He put it on and went out into the early morning sunshine and drew
great breaths of the sweet air.

He laughed, exhilarated by a new sensation as though he had undergone
a radical physical change. What was it? It took him some time to
realize that never before had he been conscious of such supreme and
exhilarating health. It was a joy to feel the spring in his mere tread.
He lit his pipe and hands in pockets stared, with proprietary air,
over the illimitable landscape of La Beauce. Then he walked round his
perambulating property. A big-boned brown horse ceased his munching as
he approached and thrust forth a questing muzzle.

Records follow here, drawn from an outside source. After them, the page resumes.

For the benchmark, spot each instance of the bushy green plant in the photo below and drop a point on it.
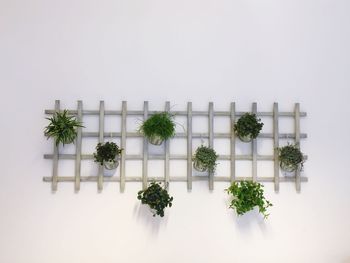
(160, 124)
(156, 197)
(62, 127)
(247, 195)
(106, 152)
(291, 156)
(206, 157)
(248, 124)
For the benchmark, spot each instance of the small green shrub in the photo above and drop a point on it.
(156, 197)
(161, 124)
(247, 195)
(291, 156)
(62, 128)
(206, 157)
(106, 152)
(248, 124)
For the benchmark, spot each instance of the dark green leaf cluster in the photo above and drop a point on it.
(106, 152)
(161, 124)
(207, 157)
(62, 128)
(156, 197)
(291, 155)
(248, 124)
(247, 195)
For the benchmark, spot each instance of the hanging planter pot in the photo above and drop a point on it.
(204, 159)
(159, 127)
(291, 158)
(106, 154)
(248, 127)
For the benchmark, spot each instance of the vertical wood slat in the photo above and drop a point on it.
(189, 146)
(167, 154)
(276, 145)
(78, 147)
(145, 150)
(254, 149)
(100, 140)
(297, 142)
(233, 143)
(55, 156)
(211, 140)
(123, 146)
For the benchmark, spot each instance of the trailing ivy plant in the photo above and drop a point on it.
(106, 152)
(159, 124)
(156, 197)
(248, 125)
(247, 195)
(205, 157)
(62, 127)
(290, 157)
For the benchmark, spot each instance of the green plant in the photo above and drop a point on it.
(159, 124)
(62, 128)
(248, 124)
(206, 157)
(247, 195)
(291, 156)
(106, 152)
(156, 197)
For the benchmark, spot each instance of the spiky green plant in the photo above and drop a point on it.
(247, 195)
(291, 156)
(62, 127)
(156, 197)
(160, 124)
(206, 157)
(106, 152)
(248, 124)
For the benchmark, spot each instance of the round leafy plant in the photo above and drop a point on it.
(159, 124)
(106, 152)
(156, 197)
(205, 157)
(290, 157)
(247, 195)
(248, 125)
(62, 127)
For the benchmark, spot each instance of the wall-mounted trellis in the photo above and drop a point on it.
(232, 114)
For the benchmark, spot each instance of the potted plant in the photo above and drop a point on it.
(159, 127)
(248, 127)
(106, 154)
(156, 197)
(247, 195)
(62, 127)
(290, 158)
(204, 159)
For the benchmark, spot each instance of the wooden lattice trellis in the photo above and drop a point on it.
(145, 156)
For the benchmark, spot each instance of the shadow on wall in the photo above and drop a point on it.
(153, 224)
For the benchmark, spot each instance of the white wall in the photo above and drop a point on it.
(200, 51)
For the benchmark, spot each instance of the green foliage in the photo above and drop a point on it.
(247, 195)
(290, 155)
(106, 152)
(248, 124)
(156, 197)
(62, 128)
(161, 124)
(207, 157)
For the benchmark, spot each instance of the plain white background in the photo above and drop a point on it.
(200, 51)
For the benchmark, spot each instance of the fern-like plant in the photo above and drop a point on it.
(247, 195)
(248, 126)
(156, 197)
(205, 159)
(160, 126)
(62, 127)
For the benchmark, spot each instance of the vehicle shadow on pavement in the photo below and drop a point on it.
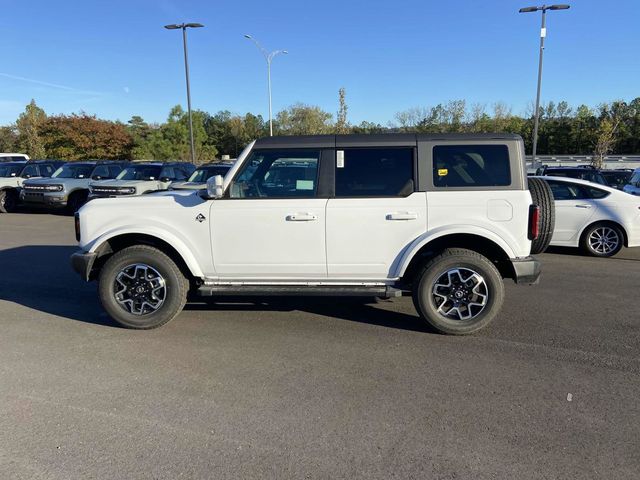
(40, 277)
(629, 254)
(354, 309)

At the back of the
vehicle he found a bag of provender and a wooden pail of water from
which he administered to the animal’s needs.

He reflected for a moment. There was a horse, there was a thing on
wheels. The logical procedure was to harness the horse and travel on,
all the more because no earthly purpose could be served by remaining
stationary in the wilderness. It was only when he had attached the
animal, in the most business-like way, between the shafts, that he
began to wonder how the deuce he had managed to do it. His life had
been passed remote from horses. Never had he driven or ridden, still
less, harnessed one. It was amazing.

Stooping down he picked up the silver flageolet which he had all but
forgotten. How went the air which he had played that morning and which
had brought back those clear pictures of his garden in Ealing? He could
not remember. Even with the instrument to his lips and his fingers on
the stops he could not recall it. It had gone like elfin music heard in
a dream.

‘It’s all damned queer,’ said he.

For a while past there had been a scant traffic along the endless road;
farmers’ carts, lumbering waggons and here and there a brisk little
ramshackle motor-car. He clambered to the platform above the shafts,
took the reins and the horse moved on at a sober walk. He lit another
pipe and reconstructed his elusive history. And now, having got
his brain into working order, he concentrated it on the facts such
as he knew them. The key in his pocket, the singularly unclean shirt
that he was wearing, proved that he had journeyed straight from Ealing
to his present position near Chartres. He had therefore mysteriously
disappeared from his home. He grasped at the sudden realization of what
this must have meant to Martha.

[Illustration: HE LIT ANOTHER PIPE]

He dropped the reins and sat, feet dangling, horror-stricken, while
the horse plodded stolidly on. For the twenty years of their married
life, during his brief and rare absences from home, she had never been
without full news of his whereabouts. She must have been, must still
be, frantic with anxiety. He must telegraph to her at once. Why not
leave this ridiculous gipsy van on the road and beg a lift from the
first passing car to Chartres? Possibly, if one had passed just then,
he would have obeyed the impulse. But these were days long before the
war, when small busy cars were not yet as ants along the roads of
France.

By the time one rattled by, his exact mind had grappled with
the circumstances. That he should be the hero of a ‘mysterious
disappearance’ was incredible. Martha, a capable woman, would at once
have put the police on his track. A well-known man dressed in golf
clothes and without any luggage couldn’t make his way from London to
Folkestone to Boulogne, without leaving behind him a thousand traces of
his passing. People didn’t disappear in such simple and casual fashion.
The sensitive network of civilization rendered it an impossibility. If
he had been wandering about suffering from loss of memory, some tactful
messenger would have discovered him and brought him home.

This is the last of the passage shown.